Leuze electronic is one of the technological leaders in the area of optoelectronic safety sensors, so for this reason the company offers safety consulting within the scope of its Machine Safety Services. Alexander Hiller, who responsible for the development of the new MAKA Systems GmbH DC 7 traveling column CNC machining centre (pictured right), chose to benefit from this safety consultancy service during the implementation of an optional optoelectronic safety device.
Short cycle times
Alexander Hiller explains: "The DC 7 CNC machining centre is very compact, precise and designed for short cycle times. A typical area of application is aluminium machining in the automotive industry. The high precision of the DC 7 is due to the stable design of frame and units carriers, as well as a special clamping system for heavy machining equipment. The impressive productivity results from, among other things, the possibility to process vertically arranged workpieces in parallel. For this purpose, the machine can be equipped with two independently operating five-axis units.

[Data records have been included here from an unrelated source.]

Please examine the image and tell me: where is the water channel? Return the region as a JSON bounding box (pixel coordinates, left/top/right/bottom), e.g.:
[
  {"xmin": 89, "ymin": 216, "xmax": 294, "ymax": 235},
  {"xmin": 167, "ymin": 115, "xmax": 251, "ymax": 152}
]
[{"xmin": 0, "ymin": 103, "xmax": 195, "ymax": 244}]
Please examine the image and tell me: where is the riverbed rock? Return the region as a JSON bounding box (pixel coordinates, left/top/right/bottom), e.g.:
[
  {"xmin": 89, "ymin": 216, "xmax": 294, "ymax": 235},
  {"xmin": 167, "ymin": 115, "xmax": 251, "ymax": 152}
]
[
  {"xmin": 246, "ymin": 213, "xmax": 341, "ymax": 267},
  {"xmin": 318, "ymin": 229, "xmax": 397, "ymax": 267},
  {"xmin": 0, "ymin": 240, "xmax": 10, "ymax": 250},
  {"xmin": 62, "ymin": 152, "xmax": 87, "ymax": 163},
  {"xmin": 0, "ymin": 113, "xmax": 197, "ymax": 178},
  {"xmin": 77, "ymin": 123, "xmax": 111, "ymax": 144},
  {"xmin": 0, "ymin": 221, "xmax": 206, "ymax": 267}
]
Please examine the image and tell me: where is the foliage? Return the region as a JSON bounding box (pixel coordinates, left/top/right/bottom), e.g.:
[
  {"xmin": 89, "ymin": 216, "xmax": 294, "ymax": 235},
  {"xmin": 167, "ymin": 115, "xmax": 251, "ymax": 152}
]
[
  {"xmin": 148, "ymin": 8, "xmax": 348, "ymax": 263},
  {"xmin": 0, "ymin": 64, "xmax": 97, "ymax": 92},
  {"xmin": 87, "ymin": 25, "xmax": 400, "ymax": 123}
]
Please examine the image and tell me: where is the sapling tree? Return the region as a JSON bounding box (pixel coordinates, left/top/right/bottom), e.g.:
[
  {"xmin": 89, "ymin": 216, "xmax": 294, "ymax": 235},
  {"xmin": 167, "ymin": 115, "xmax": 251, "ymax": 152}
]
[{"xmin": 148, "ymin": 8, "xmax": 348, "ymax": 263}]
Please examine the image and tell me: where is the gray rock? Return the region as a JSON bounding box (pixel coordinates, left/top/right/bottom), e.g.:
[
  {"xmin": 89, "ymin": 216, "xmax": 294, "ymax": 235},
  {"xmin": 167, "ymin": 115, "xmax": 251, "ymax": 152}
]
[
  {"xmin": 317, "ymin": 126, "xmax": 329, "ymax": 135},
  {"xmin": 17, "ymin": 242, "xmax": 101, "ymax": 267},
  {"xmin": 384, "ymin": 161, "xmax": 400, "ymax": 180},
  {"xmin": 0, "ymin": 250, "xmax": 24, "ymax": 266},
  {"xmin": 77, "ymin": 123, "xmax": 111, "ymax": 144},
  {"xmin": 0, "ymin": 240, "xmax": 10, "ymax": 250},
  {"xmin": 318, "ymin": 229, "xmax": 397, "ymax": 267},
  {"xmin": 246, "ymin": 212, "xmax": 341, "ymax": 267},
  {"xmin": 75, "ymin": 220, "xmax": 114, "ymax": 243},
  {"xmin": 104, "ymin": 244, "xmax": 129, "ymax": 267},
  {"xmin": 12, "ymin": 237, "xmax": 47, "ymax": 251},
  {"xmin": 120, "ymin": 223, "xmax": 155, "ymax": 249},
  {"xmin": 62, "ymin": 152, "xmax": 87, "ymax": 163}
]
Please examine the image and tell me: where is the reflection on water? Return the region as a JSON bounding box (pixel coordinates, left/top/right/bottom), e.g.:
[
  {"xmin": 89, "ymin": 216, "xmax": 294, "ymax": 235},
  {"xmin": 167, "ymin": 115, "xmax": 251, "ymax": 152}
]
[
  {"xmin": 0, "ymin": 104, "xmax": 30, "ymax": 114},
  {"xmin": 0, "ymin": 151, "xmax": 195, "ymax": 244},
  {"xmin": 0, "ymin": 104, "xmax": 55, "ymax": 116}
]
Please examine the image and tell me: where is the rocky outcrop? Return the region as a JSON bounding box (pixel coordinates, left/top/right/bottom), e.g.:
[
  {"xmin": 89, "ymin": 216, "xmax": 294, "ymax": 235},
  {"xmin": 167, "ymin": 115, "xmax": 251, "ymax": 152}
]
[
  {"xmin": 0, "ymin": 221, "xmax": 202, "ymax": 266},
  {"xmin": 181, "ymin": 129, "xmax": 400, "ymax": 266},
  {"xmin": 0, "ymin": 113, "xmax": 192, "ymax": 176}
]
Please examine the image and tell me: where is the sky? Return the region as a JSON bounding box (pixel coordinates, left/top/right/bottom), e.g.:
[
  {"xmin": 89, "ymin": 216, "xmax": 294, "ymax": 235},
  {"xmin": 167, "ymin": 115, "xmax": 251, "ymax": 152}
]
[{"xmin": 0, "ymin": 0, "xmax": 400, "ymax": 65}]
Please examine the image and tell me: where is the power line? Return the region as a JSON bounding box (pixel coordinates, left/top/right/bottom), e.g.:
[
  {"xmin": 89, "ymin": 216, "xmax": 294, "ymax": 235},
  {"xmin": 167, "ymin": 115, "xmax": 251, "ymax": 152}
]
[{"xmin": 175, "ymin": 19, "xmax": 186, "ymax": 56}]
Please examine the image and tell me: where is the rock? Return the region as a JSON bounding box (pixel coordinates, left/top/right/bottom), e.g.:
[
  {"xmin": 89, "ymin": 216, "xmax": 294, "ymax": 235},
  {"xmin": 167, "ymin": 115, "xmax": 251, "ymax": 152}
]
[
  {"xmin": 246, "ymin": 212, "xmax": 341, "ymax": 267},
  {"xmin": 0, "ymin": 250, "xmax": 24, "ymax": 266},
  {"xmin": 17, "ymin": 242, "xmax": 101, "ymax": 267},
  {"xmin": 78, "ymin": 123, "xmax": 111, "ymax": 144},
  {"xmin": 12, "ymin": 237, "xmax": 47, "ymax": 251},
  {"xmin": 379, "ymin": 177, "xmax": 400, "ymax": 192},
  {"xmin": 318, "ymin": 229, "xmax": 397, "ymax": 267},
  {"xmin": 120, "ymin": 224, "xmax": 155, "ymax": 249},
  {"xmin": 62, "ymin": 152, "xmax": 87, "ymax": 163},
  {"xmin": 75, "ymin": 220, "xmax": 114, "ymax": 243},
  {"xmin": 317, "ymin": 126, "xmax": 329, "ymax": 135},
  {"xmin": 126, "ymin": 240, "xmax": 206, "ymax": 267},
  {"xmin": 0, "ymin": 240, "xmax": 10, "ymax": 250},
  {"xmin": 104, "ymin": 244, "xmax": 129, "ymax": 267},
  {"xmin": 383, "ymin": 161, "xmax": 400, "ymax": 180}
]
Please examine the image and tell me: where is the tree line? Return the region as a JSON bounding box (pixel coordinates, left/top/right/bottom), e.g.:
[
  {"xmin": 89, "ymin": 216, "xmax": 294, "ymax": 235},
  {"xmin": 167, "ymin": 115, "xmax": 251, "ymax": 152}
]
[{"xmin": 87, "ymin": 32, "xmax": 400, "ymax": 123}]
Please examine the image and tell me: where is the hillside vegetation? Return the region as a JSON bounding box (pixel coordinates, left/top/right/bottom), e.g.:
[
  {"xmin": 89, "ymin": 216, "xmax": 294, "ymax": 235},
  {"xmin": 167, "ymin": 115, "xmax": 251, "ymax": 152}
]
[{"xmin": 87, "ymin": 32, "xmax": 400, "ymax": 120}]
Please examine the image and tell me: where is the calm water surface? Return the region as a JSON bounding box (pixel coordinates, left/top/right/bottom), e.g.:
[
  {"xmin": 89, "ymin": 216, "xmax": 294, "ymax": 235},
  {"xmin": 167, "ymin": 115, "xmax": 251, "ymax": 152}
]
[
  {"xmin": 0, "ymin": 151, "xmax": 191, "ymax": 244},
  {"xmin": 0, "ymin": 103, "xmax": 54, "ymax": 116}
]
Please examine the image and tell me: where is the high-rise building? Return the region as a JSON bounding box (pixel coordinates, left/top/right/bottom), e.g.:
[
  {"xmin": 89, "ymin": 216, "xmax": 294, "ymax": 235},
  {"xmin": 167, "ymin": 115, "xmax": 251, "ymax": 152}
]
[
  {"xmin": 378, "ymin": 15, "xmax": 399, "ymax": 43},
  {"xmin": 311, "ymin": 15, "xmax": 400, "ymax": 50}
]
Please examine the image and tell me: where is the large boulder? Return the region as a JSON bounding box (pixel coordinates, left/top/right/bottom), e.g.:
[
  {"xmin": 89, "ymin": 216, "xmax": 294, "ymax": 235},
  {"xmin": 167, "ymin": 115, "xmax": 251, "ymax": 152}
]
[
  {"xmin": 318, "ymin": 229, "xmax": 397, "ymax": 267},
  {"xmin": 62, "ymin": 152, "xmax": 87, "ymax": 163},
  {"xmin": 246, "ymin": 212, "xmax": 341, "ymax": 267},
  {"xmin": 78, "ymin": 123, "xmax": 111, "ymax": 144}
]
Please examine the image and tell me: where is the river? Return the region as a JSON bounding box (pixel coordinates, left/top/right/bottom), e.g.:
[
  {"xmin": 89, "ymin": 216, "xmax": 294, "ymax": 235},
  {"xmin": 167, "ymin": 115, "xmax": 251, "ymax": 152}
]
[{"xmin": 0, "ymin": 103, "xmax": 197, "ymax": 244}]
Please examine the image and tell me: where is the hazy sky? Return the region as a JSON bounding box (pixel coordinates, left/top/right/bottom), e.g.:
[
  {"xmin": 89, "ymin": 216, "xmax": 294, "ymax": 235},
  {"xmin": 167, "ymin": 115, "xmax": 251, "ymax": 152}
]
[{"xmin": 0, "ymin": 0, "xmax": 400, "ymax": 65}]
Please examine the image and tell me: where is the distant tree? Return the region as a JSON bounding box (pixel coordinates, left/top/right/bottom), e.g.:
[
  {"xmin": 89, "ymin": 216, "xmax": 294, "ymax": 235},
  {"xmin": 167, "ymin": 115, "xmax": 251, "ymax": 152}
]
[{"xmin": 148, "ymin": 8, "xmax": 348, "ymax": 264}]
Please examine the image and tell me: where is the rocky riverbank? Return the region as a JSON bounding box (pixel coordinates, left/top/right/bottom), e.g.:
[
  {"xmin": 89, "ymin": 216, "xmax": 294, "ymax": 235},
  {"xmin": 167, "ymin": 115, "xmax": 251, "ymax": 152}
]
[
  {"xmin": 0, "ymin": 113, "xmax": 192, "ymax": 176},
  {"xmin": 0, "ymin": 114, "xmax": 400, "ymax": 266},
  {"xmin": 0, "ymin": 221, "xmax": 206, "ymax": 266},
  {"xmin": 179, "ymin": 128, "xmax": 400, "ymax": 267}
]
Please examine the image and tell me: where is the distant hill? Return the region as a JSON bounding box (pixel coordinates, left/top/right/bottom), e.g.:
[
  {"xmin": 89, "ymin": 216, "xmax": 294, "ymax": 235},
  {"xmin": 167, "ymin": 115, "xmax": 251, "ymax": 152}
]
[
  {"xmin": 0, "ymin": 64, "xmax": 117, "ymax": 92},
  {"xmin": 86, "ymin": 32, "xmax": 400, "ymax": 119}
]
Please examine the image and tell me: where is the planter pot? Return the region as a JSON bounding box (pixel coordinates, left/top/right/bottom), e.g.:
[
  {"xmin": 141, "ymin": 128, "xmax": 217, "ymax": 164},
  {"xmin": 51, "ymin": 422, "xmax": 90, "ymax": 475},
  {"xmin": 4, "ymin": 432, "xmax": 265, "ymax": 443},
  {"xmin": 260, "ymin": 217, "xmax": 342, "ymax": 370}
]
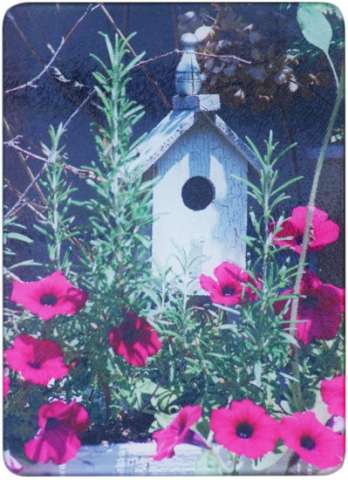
[{"xmin": 14, "ymin": 442, "xmax": 326, "ymax": 476}]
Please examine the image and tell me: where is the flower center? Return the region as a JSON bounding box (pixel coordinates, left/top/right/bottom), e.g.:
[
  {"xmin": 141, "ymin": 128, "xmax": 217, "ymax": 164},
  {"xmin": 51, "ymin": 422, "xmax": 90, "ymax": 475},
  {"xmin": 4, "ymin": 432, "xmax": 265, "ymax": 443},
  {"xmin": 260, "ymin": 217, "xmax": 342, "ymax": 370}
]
[
  {"xmin": 222, "ymin": 285, "xmax": 236, "ymax": 297},
  {"xmin": 28, "ymin": 360, "xmax": 41, "ymax": 370},
  {"xmin": 45, "ymin": 417, "xmax": 60, "ymax": 430},
  {"xmin": 236, "ymin": 422, "xmax": 254, "ymax": 438},
  {"xmin": 123, "ymin": 328, "xmax": 138, "ymax": 343},
  {"xmin": 40, "ymin": 293, "xmax": 57, "ymax": 306},
  {"xmin": 295, "ymin": 233, "xmax": 303, "ymax": 245},
  {"xmin": 301, "ymin": 295, "xmax": 319, "ymax": 308},
  {"xmin": 300, "ymin": 435, "xmax": 315, "ymax": 450}
]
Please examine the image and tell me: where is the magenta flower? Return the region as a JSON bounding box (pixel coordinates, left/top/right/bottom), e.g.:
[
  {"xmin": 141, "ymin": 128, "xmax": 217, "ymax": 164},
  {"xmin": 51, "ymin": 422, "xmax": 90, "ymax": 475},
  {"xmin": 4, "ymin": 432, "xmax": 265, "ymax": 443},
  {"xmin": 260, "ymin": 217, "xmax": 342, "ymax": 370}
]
[
  {"xmin": 109, "ymin": 312, "xmax": 162, "ymax": 367},
  {"xmin": 320, "ymin": 375, "xmax": 345, "ymax": 417},
  {"xmin": 210, "ymin": 399, "xmax": 279, "ymax": 459},
  {"xmin": 152, "ymin": 405, "xmax": 202, "ymax": 460},
  {"xmin": 199, "ymin": 262, "xmax": 259, "ymax": 305},
  {"xmin": 2, "ymin": 373, "xmax": 11, "ymax": 398},
  {"xmin": 24, "ymin": 400, "xmax": 89, "ymax": 465},
  {"xmin": 280, "ymin": 412, "xmax": 345, "ymax": 468},
  {"xmin": 4, "ymin": 450, "xmax": 23, "ymax": 473},
  {"xmin": 5, "ymin": 333, "xmax": 69, "ymax": 385},
  {"xmin": 11, "ymin": 272, "xmax": 87, "ymax": 320},
  {"xmin": 273, "ymin": 207, "xmax": 340, "ymax": 254},
  {"xmin": 274, "ymin": 272, "xmax": 344, "ymax": 344}
]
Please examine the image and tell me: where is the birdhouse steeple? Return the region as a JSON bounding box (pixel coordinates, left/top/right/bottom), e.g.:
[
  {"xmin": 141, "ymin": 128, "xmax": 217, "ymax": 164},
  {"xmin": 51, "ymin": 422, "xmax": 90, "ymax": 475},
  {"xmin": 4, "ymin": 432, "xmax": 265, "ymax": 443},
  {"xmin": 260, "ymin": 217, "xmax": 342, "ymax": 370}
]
[
  {"xmin": 173, "ymin": 33, "xmax": 220, "ymax": 112},
  {"xmin": 175, "ymin": 33, "xmax": 202, "ymax": 97}
]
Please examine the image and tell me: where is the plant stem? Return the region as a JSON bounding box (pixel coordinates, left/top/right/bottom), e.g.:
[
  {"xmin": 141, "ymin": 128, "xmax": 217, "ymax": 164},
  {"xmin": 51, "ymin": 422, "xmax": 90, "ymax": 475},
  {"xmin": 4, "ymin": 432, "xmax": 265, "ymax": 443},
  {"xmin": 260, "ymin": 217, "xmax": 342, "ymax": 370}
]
[
  {"xmin": 325, "ymin": 53, "xmax": 340, "ymax": 91},
  {"xmin": 289, "ymin": 63, "xmax": 344, "ymax": 408}
]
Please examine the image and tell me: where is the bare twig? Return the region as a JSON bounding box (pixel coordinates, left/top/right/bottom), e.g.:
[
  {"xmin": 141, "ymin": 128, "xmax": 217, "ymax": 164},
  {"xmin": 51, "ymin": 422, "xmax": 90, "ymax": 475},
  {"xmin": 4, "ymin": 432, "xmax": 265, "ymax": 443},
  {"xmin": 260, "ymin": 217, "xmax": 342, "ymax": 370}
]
[
  {"xmin": 5, "ymin": 4, "xmax": 99, "ymax": 94},
  {"xmin": 4, "ymin": 165, "xmax": 46, "ymax": 219},
  {"xmin": 4, "ymin": 117, "xmax": 47, "ymax": 204},
  {"xmin": 134, "ymin": 48, "xmax": 252, "ymax": 68},
  {"xmin": 4, "ymin": 139, "xmax": 103, "ymax": 182},
  {"xmin": 63, "ymin": 88, "xmax": 96, "ymax": 130},
  {"xmin": 99, "ymin": 3, "xmax": 171, "ymax": 108},
  {"xmin": 5, "ymin": 37, "xmax": 65, "ymax": 94},
  {"xmin": 7, "ymin": 12, "xmax": 45, "ymax": 65}
]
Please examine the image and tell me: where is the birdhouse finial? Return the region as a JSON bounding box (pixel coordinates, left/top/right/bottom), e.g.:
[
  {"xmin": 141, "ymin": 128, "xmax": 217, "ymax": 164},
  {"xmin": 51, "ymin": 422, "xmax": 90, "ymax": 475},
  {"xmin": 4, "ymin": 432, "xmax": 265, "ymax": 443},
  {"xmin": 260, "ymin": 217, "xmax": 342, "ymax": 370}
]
[
  {"xmin": 175, "ymin": 33, "xmax": 202, "ymax": 96},
  {"xmin": 173, "ymin": 33, "xmax": 220, "ymax": 112}
]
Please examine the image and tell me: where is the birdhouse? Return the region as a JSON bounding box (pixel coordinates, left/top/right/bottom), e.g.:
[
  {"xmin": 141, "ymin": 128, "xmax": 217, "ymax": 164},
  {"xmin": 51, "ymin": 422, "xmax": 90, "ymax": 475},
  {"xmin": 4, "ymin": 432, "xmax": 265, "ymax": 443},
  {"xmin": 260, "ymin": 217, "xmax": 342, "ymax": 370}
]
[{"xmin": 136, "ymin": 34, "xmax": 259, "ymax": 274}]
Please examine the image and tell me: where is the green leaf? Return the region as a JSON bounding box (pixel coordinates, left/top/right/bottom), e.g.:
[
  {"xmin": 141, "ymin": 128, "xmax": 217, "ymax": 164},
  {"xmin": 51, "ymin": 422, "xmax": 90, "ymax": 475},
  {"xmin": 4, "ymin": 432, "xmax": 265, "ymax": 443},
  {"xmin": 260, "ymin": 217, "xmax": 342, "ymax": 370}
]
[
  {"xmin": 195, "ymin": 450, "xmax": 224, "ymax": 475},
  {"xmin": 7, "ymin": 232, "xmax": 33, "ymax": 243},
  {"xmin": 297, "ymin": 4, "xmax": 332, "ymax": 55}
]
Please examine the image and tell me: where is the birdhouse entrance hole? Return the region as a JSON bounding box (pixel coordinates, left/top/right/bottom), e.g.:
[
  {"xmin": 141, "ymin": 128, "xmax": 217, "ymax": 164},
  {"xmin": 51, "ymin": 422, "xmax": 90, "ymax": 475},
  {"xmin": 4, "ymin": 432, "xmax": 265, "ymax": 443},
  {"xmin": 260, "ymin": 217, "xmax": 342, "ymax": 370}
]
[{"xmin": 181, "ymin": 177, "xmax": 215, "ymax": 210}]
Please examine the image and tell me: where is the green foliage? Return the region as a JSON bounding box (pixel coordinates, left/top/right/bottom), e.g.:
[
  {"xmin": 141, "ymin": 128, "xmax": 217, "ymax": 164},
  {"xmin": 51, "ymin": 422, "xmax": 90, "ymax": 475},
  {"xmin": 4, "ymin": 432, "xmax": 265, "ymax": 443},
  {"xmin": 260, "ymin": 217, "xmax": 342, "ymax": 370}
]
[
  {"xmin": 297, "ymin": 3, "xmax": 332, "ymax": 55},
  {"xmin": 4, "ymin": 27, "xmax": 344, "ymax": 473},
  {"xmin": 35, "ymin": 124, "xmax": 79, "ymax": 274}
]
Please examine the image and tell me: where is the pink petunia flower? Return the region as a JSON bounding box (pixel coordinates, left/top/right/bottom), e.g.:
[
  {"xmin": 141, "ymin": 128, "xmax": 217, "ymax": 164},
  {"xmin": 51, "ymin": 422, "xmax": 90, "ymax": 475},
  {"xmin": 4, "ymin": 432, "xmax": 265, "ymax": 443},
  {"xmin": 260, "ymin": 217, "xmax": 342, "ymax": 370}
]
[
  {"xmin": 152, "ymin": 405, "xmax": 202, "ymax": 460},
  {"xmin": 274, "ymin": 272, "xmax": 344, "ymax": 344},
  {"xmin": 2, "ymin": 373, "xmax": 11, "ymax": 398},
  {"xmin": 24, "ymin": 400, "xmax": 89, "ymax": 465},
  {"xmin": 5, "ymin": 333, "xmax": 69, "ymax": 385},
  {"xmin": 4, "ymin": 450, "xmax": 23, "ymax": 473},
  {"xmin": 280, "ymin": 412, "xmax": 345, "ymax": 468},
  {"xmin": 210, "ymin": 399, "xmax": 279, "ymax": 459},
  {"xmin": 320, "ymin": 375, "xmax": 345, "ymax": 417},
  {"xmin": 199, "ymin": 262, "xmax": 259, "ymax": 305},
  {"xmin": 11, "ymin": 272, "xmax": 87, "ymax": 320},
  {"xmin": 273, "ymin": 207, "xmax": 340, "ymax": 254},
  {"xmin": 109, "ymin": 312, "xmax": 162, "ymax": 367}
]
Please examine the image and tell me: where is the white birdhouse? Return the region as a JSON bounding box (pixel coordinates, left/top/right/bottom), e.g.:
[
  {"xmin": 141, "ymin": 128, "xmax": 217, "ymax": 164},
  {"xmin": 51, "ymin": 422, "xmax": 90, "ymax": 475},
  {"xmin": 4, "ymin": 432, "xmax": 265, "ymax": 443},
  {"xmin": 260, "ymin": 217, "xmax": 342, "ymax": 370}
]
[{"xmin": 136, "ymin": 34, "xmax": 259, "ymax": 274}]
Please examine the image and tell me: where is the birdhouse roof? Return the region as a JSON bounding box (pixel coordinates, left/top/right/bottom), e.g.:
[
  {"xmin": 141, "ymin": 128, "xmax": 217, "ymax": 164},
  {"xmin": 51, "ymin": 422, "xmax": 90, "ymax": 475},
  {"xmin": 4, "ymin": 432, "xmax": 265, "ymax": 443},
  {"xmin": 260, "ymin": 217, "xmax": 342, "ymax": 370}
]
[{"xmin": 134, "ymin": 110, "xmax": 260, "ymax": 172}]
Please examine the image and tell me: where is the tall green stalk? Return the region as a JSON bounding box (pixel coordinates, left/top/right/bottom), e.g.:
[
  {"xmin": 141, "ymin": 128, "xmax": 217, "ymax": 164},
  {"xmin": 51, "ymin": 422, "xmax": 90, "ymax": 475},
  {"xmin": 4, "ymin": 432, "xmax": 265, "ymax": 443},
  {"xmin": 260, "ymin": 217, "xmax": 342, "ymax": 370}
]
[{"xmin": 289, "ymin": 64, "xmax": 344, "ymax": 408}]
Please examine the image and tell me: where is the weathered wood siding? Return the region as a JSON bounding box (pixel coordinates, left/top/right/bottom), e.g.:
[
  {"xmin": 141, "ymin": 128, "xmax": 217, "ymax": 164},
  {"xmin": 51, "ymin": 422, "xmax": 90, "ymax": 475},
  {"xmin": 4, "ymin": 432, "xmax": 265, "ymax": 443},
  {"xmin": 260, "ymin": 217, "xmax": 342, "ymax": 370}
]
[{"xmin": 152, "ymin": 117, "xmax": 247, "ymax": 274}]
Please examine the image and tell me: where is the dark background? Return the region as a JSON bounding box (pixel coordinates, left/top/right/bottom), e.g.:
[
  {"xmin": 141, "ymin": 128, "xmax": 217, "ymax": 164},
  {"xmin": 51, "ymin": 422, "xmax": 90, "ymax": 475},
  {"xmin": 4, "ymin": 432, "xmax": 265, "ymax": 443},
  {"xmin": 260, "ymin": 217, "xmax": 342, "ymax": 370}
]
[{"xmin": 3, "ymin": 3, "xmax": 344, "ymax": 285}]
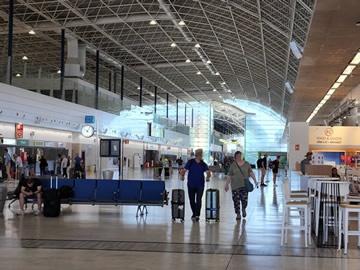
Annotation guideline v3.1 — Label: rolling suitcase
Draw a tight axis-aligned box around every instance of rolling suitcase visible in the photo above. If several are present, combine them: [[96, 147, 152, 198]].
[[164, 168, 170, 178], [43, 188, 61, 217], [171, 189, 185, 222], [0, 184, 7, 216], [205, 188, 220, 222]]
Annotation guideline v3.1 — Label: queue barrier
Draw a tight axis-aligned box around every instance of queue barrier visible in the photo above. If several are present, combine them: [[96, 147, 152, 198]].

Another reason behind the high performance of the DC 7 is a robust and fast turntable (see right), which enables parts to be loaded while others are being machined. Only the turning time of just two seconds is included in the cycle times. Hiller adds: "Depending on the primary processing time, the opening and closing times may, however, also be relevant for the standard fast-action roller door of the protective device on the turntable. Both opening and closing take three seconds, for a total of six seconds."
With the aim of eliminating these times, Hiller designed an alternative optoelectronic protective system. This is based on vertically arranged safety light curtains, which are mounted on three sides instead of the mechanical enclosure with the fast-action roller door. To protect the area enclosed by the safety light curtain ('stepping-behind' protection), either a horizontal ankle-height safety light curtain or area laser scanner can be used.
Suitable safety components
For the DC 7 turntable, the Leuze electronic MLC 500 safety light curtains were found to be suitable. They conform to type 4 in accordance with IEC/EN 61496 and satisfy the requirement of category 4 and Performance Level PL e according to EN ISO 13849- 1. With robust design in a very slim housing, they form a solid foundation for stable, reliable system operation. Even in the basic version, the MLC 500 safety light curtains offer the necessary functions for the DC 7 point-of-operation guarding, as well as for danger-zone and access guarding with hand and finger detection. For additional, practical function extensions such as automatic start/restart interlock (RES), as well as contactor monitoring (EDM) or, moreover, for various operating modes such as muting, device linking or various scan modes, further device versions (Standard and Extended) are also available.
For 'stepping behind' protection, which can be realised with multiple MLC 500 sensors arranged horizontally, the use of an RSL 400 safety laser scanner is also recommended (see right). With these compact devices, Leuze electronic says it sets a new standard worldwide. With an operating range of up to 8.25m, two independently adjustable configurations and two safety-related switching output pairs (OSSDs) enable the RSL 400 to perform two different protection tasks simultaneously with just one device, while satisfying fully the relevant requirements in EN ISO 13849-1 and the EC Machinery Directive.
Safety distance calculations
Following a meticulous risk assessment and a detailed design process, the main question that remained was the determination of the minimum safety distances and minimum heights of the protective device with respect to approach speeds of body parts and with regard to possibly reaching over. EN ISO 13855 provided the corresponding basis for the calculation. Unlike the more commonly used EN ISO 13857 for physical guards, this standard explicitly addresses electro-sensitive protective equipment. Described in this standard is the procedure for determining the required safety distances between protective field and danger zone as a function of the respective stop times.
Hiller comments: "With Leuze electronic's help, we optimally dimensioned the optoelectronic protective device for the turntable of our DC 7 so that maximum safety is ensured and, at the same time, minimal space is required in the access area." The main goal - elimination of the opening and closing times for the standard roller door – has therefore been achieved. At the same time, the safety light curtains offer considerably more freedom of movement for the operator than the fixed enclosure. Hiller concludes: "A welcome side effect is that, unlike the fully enclosed safety enclosure, the optoelectronic protective device is open above. The heavy machining equipment can thereby be much more easily changed on the turntable by means of a crane."